MOST soccer fans can recall how our U-17 national soccer team, Serengeti Boys, performed a few months ago during the African Youth Championship (AYC) hosted by Gabon.
The Tanzanian boys were however, knocked out in the second round of the tournament they had participated for the first time in the country’s AYC history.
But Tanzania would not have participated in that tournament had the former TFF leaders not appealed to the continental soccer body (CAF) after Congo Brazzaville had cheated by fielding not one, but three over aged players.
In the end, it was proved, beyond reasonable doubt, that one of the three players was indeed an over aged player and Tanzania was allowed to replace the Congolese team.
But for those who have cared to follow up past matches involving Tanzania and Congo Brazzaville, would recall that, that was not the first time that the Congolese had done what they did against Tanzania.
About four years ago, the Congolese did not only field over aged players, but their fans physically manhandled the Serengeti Boys’ coach. If lessons are to be learnt, the first lesson Tanzania learnt through what had later led to the team being reinstated in the AYC soccer tournament is that national soccer leadership also means litigating against teams that try short change us.
After Serengeti Boys were knocked out of the AYC soccer tournament, one thing I had expected to hear from the new TFF leadership was how they were going to nurture the team. This was very important because it would have marked the beginning of the next, very important development for the team both in terms of age and soccer.
Had Serengeti Boys gone on to win the tournament in the same way that the then reigning AYC champions, Mali, had done, Serengeti Boys would have also had the opportunity of defending the title.
This is actually how Mali had come back to defend the title they had won last year when they participated in this year’s AYC soc cer tournament. Unfortunately for Serengeti Boys, they were knocked out of the tournament but as we all know, that was not the end of the team.
It is for that reason that I wanted to hear plans by the new TFF leadership on the team. For instance, after the end of the AYC soccer tournament, the next move would be to start working on a new outfit for the next continental youth soccer tournament.
But since some of the players in the Serengeti Boys would still be younger, it means the new team to replace Serengeti Boys would now have to be built around these younger players, but who are experienced having already taken part in the U-17 tournament in the previous season.

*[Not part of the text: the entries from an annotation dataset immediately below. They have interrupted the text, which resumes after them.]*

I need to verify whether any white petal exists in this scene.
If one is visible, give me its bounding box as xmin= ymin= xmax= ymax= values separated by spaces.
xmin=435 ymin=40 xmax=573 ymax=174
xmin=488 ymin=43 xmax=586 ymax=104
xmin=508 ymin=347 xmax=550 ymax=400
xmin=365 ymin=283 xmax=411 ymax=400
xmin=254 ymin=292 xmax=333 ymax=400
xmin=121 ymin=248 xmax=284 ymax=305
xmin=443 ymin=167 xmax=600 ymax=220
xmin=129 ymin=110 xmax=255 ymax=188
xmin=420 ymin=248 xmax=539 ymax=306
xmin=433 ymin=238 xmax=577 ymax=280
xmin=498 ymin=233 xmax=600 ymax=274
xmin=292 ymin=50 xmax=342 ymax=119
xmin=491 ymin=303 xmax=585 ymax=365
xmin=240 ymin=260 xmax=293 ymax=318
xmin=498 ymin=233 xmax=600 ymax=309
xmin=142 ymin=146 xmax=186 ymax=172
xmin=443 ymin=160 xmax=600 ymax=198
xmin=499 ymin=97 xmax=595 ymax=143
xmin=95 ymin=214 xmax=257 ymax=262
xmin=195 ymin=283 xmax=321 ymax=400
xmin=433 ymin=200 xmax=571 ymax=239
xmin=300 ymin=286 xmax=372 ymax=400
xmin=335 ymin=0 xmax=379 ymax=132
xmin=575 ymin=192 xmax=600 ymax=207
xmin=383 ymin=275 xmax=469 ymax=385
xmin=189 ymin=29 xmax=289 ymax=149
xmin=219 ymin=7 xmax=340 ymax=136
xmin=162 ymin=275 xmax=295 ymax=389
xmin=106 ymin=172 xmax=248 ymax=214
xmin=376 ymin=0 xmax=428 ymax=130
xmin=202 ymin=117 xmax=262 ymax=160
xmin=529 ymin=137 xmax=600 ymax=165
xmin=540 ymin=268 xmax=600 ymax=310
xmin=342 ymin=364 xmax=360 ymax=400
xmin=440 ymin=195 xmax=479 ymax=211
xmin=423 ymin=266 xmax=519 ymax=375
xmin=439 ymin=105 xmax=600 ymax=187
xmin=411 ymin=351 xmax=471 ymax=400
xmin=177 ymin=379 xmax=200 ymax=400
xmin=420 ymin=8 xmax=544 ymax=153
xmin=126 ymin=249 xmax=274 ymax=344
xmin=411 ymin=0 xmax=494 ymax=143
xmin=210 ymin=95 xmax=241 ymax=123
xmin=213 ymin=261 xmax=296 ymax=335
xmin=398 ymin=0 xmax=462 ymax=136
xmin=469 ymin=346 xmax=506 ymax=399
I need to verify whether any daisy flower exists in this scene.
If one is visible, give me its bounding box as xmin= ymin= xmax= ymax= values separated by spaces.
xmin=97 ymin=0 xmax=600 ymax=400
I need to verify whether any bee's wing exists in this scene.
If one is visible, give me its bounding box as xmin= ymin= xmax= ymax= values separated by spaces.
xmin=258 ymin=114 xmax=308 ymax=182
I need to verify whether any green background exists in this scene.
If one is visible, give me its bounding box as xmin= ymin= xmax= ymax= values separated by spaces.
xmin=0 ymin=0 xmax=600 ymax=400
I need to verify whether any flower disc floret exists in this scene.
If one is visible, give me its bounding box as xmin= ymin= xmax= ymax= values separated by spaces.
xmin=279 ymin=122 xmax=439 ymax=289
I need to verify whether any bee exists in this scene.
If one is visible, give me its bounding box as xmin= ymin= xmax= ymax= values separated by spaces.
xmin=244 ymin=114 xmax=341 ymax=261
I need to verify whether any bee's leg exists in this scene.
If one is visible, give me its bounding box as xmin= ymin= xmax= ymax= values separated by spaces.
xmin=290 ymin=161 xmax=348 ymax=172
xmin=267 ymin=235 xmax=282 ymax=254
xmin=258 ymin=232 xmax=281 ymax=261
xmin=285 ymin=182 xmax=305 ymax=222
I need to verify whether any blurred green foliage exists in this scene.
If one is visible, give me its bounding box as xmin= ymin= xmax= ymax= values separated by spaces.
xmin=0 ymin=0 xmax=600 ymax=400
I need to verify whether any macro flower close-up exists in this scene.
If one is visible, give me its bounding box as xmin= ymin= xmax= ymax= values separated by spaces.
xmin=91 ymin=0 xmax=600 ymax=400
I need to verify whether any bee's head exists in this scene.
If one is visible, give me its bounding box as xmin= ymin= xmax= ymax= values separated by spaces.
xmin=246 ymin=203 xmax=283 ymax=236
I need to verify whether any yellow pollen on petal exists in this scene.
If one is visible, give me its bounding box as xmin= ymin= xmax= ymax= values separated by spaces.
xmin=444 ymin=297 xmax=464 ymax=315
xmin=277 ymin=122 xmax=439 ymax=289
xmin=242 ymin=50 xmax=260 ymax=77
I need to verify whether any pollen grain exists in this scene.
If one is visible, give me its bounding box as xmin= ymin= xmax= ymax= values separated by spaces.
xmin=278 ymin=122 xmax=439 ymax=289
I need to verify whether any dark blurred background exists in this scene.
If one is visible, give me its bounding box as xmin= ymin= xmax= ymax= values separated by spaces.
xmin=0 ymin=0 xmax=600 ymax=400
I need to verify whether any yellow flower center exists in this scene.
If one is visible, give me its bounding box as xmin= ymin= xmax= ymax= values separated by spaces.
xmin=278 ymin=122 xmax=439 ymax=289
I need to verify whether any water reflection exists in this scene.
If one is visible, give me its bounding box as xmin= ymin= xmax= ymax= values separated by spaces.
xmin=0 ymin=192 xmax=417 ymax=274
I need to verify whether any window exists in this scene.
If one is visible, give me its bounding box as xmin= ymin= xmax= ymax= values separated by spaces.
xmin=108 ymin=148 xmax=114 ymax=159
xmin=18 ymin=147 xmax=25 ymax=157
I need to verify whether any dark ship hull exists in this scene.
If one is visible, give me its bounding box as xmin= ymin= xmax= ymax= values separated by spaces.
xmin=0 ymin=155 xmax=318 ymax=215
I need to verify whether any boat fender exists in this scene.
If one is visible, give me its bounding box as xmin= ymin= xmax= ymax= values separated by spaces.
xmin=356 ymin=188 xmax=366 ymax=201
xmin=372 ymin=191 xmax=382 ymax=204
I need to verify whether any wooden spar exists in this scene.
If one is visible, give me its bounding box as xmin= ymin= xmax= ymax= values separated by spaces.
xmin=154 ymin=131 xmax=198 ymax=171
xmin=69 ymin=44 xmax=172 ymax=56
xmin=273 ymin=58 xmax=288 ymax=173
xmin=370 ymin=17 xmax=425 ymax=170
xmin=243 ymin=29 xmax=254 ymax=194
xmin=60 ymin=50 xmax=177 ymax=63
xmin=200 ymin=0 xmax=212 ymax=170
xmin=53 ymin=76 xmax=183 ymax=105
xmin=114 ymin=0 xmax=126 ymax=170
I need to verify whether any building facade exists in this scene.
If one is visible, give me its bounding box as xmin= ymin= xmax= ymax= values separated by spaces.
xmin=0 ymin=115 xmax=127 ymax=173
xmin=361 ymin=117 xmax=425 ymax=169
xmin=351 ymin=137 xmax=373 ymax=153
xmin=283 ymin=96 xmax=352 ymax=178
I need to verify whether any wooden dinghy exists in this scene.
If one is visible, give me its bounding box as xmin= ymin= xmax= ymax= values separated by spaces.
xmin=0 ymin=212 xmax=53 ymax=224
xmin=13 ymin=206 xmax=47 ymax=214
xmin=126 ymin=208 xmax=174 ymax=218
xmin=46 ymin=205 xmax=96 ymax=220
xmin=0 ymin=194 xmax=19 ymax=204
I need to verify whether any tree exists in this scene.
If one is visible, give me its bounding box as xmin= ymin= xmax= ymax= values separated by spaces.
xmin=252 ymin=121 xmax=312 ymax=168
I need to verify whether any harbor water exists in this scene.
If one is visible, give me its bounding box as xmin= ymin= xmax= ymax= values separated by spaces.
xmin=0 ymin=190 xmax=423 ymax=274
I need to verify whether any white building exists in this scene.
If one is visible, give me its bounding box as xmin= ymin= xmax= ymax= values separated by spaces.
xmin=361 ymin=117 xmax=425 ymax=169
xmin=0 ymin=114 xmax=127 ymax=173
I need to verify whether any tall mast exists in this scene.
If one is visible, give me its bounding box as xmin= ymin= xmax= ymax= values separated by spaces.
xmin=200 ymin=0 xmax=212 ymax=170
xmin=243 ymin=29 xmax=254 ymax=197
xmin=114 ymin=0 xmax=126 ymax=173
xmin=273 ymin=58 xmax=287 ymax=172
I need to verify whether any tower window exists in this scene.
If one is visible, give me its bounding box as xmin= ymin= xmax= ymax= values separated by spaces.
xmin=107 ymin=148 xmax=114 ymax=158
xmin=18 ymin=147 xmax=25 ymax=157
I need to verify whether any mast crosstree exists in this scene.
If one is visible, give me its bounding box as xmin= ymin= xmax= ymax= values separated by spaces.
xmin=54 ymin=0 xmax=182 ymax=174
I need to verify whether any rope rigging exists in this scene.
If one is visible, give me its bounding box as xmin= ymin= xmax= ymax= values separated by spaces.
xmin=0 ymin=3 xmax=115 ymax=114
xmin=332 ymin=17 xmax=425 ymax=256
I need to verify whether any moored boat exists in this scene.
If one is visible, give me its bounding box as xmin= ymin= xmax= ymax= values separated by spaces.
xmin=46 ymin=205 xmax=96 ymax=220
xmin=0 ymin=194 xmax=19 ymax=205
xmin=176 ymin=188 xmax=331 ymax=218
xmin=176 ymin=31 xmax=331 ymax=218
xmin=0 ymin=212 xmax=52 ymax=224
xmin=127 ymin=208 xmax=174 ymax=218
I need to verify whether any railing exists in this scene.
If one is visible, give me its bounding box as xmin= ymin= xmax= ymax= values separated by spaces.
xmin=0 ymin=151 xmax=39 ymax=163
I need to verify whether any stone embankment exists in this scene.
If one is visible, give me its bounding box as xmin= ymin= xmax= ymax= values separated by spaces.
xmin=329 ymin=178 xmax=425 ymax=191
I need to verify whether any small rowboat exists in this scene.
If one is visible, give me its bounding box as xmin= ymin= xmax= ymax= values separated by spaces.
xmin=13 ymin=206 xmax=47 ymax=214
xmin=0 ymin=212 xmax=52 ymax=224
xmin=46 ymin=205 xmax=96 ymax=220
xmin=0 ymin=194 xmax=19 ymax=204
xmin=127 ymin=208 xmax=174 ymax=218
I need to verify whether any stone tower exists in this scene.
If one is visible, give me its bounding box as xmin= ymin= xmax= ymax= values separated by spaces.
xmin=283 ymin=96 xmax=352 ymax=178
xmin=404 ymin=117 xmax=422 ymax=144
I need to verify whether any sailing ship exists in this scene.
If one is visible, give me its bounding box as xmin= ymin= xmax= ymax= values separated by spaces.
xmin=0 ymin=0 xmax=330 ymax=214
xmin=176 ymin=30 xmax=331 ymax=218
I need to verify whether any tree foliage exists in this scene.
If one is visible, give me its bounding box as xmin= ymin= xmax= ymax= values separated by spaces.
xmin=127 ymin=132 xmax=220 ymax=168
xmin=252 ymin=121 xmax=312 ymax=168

But for those who may be approaching or have already attained 18, they would form the right candidates for the nucleus of the new players for the U-20 national team. The implication of the foregoing is that at least half of the players, who had taken part in the first U-17 AYC, would be joined by younger players to contest for yet another U-17 AYC final.
The other half would, as already noted, form the nucleus of the new, U-20 national soccer team that would start preparation in readiness for qualification matches for the next U-20 conti nental finals.
For the TFF to handle Serengeti Boys more professionally, they would actually need to establish a new committee of coaches who would be following, very closely, the development of both players and teams from one generation to another.
Until and unless they do that, they would not succeed in developing the game for the simple reason that every batch of Serengeti Boys would evaporate into thin air at the end of each tournament.
But the media, and in particular, sections that deal with sports, and soccer in particular, need to take interest on these teams. As for the players, former members of Serengeti Boys in particular, would stick to training if they discover that national soccer officials are still very much interested in their future development.
Let us not forget that some of the members of Serengeti Boys are not only in school, but have also been doing very well academically. For players who are also performing well academically, once they discover that no one is interested in them after the AYC soccer tournament, would concentrate in academics and we would end up losing players who are also strong academically.
For let us not forget that there is nothing as good as having players who are not only doing well as footballers, but also as academicians. Players doing well both in football and education are the right crop of players who can also cope well if they are picked by scouts to play for top flight European teams.
In fact that is how Cameroon had this striker, Patrick Mbouma who was not only a professional soccer player but had also a degree in mathematics. At one time Tanzania’s Taifa Stars had not only a skipper, but a man who was also an engineer in the name of Leodegar Tenga, who would later be elected as TFF president.